I laughed, wondering if I was attempting to do the impossible. Was I trying to train Siri into doing something that she has been programmed to absolutely not do? Perhaps the programmers made her so that she is not teachable. Maybe they didn’t want her to have the human characteristic of fully learning. Maybe she had been programmed so she would never receive my words and my feedback.
Curious, I tried again. “Siri, when I say, ‘thank you,’ you say, ‘you’re welcome.’ ”
“I live to serve.”
“Just doing my job.”
“Your wish is my command.”
I whooped and hollered, “YES!” I felt victorious for a brief second because it was as if this inanimate object had finally heard me. And then I laughed and laughed and laughed, mostly because I said, “Thank you,” one more time and she again replied with, “You don’t need to thank me.”
This experience with Siri taught me three things:
Take the other person at their word.
Siri had said to me, “If you insist,” very early in the interchange. I didn’t take her literally. However, when I insisted and kept repeating “thank you,” she cycled through all her preprogrammed responses until she got to the one I wanted to hear.
When you are communicating with your partner, your friend, your children, your family, or your lover, it is important that you listen to their exact words and the words they are not saying. Often times, the message is in the way they say certain words and the way they avoid other words. When they speak, listen to their words. Listen. To. Their. Words. No matter what you know to be true, no matter what you’re seeing, no matter what you’re feeling, if they are saying the opposite of that, listen to their words.
Sometimes a program cannot be overridden. Sometimes it can.
Siri isn’t human and she isn’t really open to my feedback because she has been programmed to follow a particular protocol in every situation. For a moment, I felt victorious because it seemed like she had heard me. However, she really hadn’t. I had just cycled through all the preprogrammed responses.

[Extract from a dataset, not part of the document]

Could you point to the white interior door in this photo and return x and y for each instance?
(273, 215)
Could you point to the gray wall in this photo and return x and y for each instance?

Human programs are developed in our childhood years, before our brain is able to make logical reasoning possible. Because of this, they are founded in the illogical and in survival. As adults, these survival programs can morph into monstrous, sabotaging behavioral patterns. To release yourself from these patterns, it takes willingness to be vulnerable and accountability for your choices and your life.
Expecting a specific response from someone can be frustrating.
Being a computer program, Siri has the personality and responses the programmers gave her. She can learn my language and my style of speaking, but it takes time and practice and, as she pointed out, insistence on my part. Because I was expecting her to respond in a specific way and she wasn’t, I had an opportunity to get really frustrated or to have fun. I chose to have fun.
In relationship with humans, if you’re expecting a specific outcome, you stand the chance of being let down. However, allowing others to respond as they have been “programmed” to do can be debilitating in a relationship, especially if their default response is neglectful or abusive. Speaking what is true for you, sharing your experience through “I” statements, and listening for ways that you can speak more clearly goes a long way for strengthening the communication, thereby boosting the strength of the relationship.
In the end, it comes down to how much you love yourself, how much that relationship means to you, and how much you are willing to listen clearly, while allowing space for the speaking to be clear too. And then, recognize when you do receive a response similar to the one you’ve been looking for, even if it’s not an exact match.